Teetetes

Personajes de va­rios diálogos platónicos, que aparece en el Sofista (v.) con rasgos poco definidos, pero que en el diálogo que lleva su nombre (v.) recibe contornos extremadamente pre­cisos y seductores. El diálogo empieza en forma algo extraña: Teetetes regresa de una batalla, donde ha sido gravemente herido, y le vemos en la litera en que aca­ban de desembarcarle en el Pireo.

Su sal­vación es imposible, pero el que recibe la noticia se consuela de la inminente pérdi­da solicitando, al amigo que se la comu­nica, la lectura de un diálogo entre Só­crates (v.) y Teetetes cuando era joven, diálogo registrado casi taquigráficamente en su día. Sobre la lectura, por lo tanto, se cierne la sombra de la muerte, cuya presencia es casi tan sensible como en el Fedón (v.). Nuestro interés no es, pues, un interés meramente teórico por el problema tratado — el del puro conocimien­to —, sino qué se matiza de compasión, tanto más cuanto que a medida que el diá­logo avanza, el valor del joven Teetetes se va poniendo más de manifiesto. Teodoro, un matemático a quien el propio Platón conoció personalmente en Cirenaica, es quien presenta a Teetetes, joven discípulo suyo, a Sócrates.

A diferencia de lo que suele ocurrir con los adolescentes que apa­recen en los diálogos platónicos, Teetetes no está dotado de excepcional belleza, sino, por el contrario, es más bien feo, y el mis­mo Sócrates, tan enamorado de todo lo bello, no se abstiene de decírselo, comparan­do su rostro con el suyo propio. Pero las respuestas y las agudas observaciones de Teetetes revelan una tal finura y una tal precoz sagacidad, que de pronto Sócrates exclama: «¡Qué metamorfosis! Tu alma es tan bella que de pronto mis ojos creen ha­ber visto embellecer tu cara». Teetetes es un auténtico genio en cierne, por lo que comprendemos que su muerte prematura, anunciada como inevitable desde el princi­pio del diálogo, debía llenar de dolor a sus amigos, y aun a todos los griegos, que siempre amaron a los héroes muertos en la flor de la edad.

¿Podemos acaso suponer que el propio Platón, en su juventud, ca­yera enfermo y vislumbrara la posibilidad de morir joven? En todo caso, grande fue la tentación que tuvo de añadir a la larga lista de sus personajes esa figura que le permitía describir un genio en potencia. Teetetes, a diferencia de los demás inter­locutores, que se limitan a contestar a Só­crates «sí» o «no», desempeña en el diá­logo un papel activo; incluso en más de una ocasión es él quien lo dirige. Sus ob­servaciones imprimen a la discusión un nuevo impulso o una dirección inesperada.

Y el hombre maduro, en lugar de estimular al joven, debe a veces contenerle. Así Só­crates, no sintiéndose superior, renuncia a su habitual ironía. En su ardua búsqueda, Sócrates y Teetetes avanzan juntos.

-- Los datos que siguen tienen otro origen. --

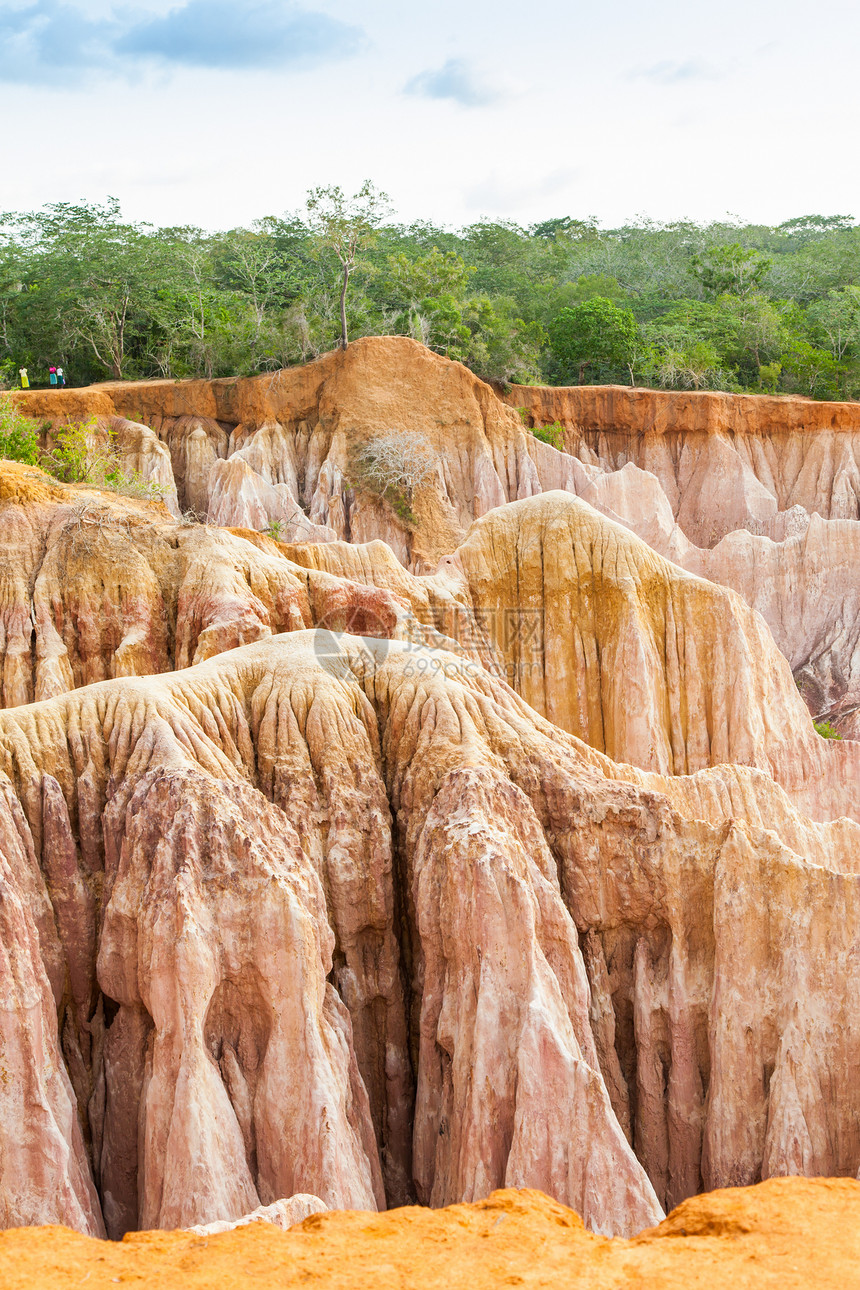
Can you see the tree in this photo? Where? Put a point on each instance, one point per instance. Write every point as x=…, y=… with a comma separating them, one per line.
x=346, y=226
x=397, y=461
x=838, y=317
x=595, y=332
x=732, y=270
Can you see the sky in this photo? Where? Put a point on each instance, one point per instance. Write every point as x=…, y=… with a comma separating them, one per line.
x=214, y=114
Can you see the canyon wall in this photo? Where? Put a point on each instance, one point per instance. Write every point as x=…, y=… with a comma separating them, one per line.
x=481, y=839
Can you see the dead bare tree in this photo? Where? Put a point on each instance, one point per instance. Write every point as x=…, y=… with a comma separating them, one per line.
x=396, y=461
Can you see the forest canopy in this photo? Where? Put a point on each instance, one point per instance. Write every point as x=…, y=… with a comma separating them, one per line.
x=682, y=306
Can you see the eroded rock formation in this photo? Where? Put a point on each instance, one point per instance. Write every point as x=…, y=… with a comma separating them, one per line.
x=482, y=843
x=760, y=494
x=788, y=1235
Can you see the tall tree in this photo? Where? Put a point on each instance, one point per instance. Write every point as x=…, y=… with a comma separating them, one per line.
x=346, y=226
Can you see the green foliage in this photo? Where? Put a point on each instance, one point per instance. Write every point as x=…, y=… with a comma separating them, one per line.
x=80, y=453
x=682, y=306
x=552, y=435
x=275, y=530
x=18, y=436
x=593, y=334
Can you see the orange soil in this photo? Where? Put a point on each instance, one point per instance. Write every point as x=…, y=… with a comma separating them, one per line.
x=787, y=1233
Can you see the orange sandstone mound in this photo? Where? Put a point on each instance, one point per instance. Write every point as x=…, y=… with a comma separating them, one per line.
x=788, y=1232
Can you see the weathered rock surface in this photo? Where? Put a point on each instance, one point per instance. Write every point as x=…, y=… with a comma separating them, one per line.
x=702, y=477
x=784, y=1235
x=270, y=871
x=355, y=919
x=284, y=1214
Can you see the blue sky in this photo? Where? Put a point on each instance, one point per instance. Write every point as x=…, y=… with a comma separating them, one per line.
x=215, y=112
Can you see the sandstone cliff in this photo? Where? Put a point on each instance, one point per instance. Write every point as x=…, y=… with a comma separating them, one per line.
x=784, y=1235
x=361, y=924
x=539, y=876
x=760, y=494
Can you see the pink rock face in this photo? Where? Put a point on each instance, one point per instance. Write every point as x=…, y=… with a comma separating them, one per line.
x=302, y=862
x=284, y=1214
x=342, y=913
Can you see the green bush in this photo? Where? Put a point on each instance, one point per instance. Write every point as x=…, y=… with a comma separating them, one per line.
x=552, y=435
x=18, y=436
x=78, y=457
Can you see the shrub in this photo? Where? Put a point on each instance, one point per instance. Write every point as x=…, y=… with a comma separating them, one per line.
x=18, y=436
x=275, y=530
x=552, y=435
x=79, y=458
x=393, y=466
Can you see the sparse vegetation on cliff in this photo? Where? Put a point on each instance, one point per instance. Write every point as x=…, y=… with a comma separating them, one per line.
x=393, y=467
x=76, y=453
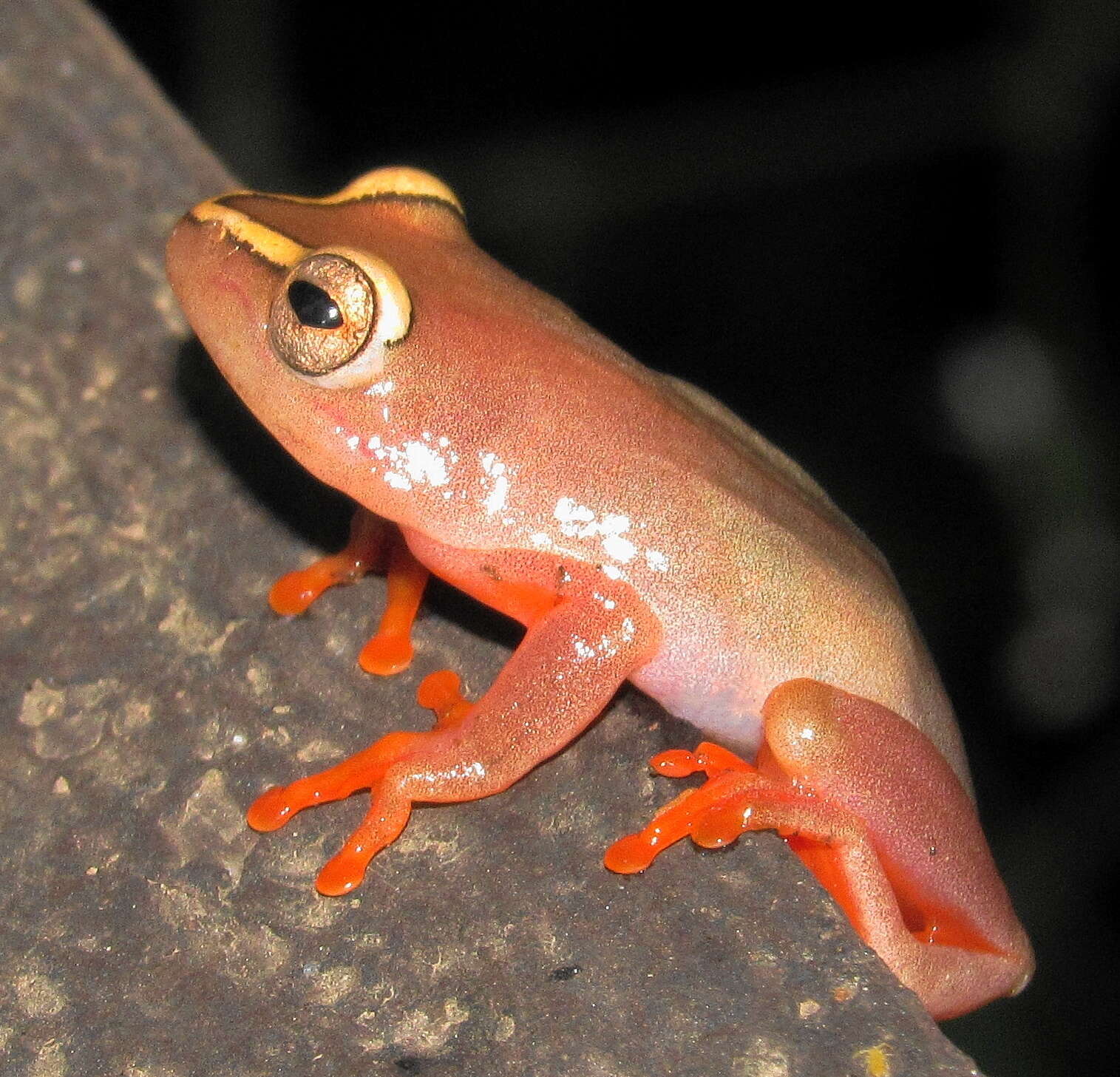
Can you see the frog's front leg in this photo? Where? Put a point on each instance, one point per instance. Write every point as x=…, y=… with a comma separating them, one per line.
x=565, y=672
x=374, y=546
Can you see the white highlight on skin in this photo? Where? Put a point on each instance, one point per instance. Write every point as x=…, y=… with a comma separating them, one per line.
x=498, y=493
x=580, y=522
x=413, y=463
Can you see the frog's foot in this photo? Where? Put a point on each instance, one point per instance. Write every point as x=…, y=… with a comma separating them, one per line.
x=700, y=813
x=372, y=542
x=390, y=809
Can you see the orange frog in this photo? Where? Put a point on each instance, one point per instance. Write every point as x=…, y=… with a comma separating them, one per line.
x=637, y=530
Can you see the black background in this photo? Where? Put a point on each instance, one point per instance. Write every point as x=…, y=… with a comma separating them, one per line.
x=887, y=243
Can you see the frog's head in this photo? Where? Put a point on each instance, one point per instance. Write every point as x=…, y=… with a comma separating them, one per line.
x=307, y=306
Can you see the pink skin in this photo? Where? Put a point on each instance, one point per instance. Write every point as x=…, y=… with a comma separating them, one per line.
x=639, y=531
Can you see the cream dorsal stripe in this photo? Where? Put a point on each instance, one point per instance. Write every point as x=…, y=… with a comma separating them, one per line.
x=282, y=250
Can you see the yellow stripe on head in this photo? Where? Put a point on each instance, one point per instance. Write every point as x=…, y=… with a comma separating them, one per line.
x=270, y=244
x=410, y=183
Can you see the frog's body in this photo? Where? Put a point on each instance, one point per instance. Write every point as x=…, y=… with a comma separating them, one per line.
x=633, y=524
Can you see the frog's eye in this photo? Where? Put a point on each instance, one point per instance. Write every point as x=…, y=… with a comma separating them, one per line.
x=335, y=313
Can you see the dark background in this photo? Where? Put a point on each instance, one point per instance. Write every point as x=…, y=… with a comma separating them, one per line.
x=887, y=244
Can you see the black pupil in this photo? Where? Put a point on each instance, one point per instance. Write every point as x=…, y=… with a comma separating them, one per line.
x=313, y=306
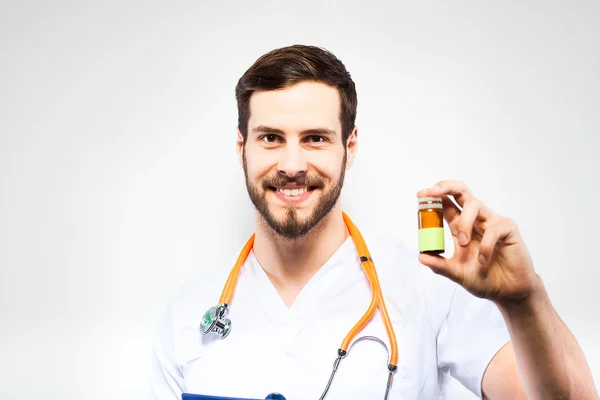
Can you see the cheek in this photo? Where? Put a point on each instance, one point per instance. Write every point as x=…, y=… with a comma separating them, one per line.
x=257, y=166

Al fi­nal del diálogo, Sócrates repite, como tan­tas otras veces, que su madre fue coma­drona y que él, hombre prudente, heredó aquel oficio y aquella habilidad y sabe lo­grar que sus discípulos den a luz la ver­dad que llevan en sí: método que otras veces es más o menos ficticio, pero que esta vez es plenamente real; el joven genio lle­vaba indudablemente en sí la verdad y Só­crates sólo tuvo que limitarse a ayudarle, hasta el punto de que nos preguntamos cuál de los dos debe quedar agradecido al otro.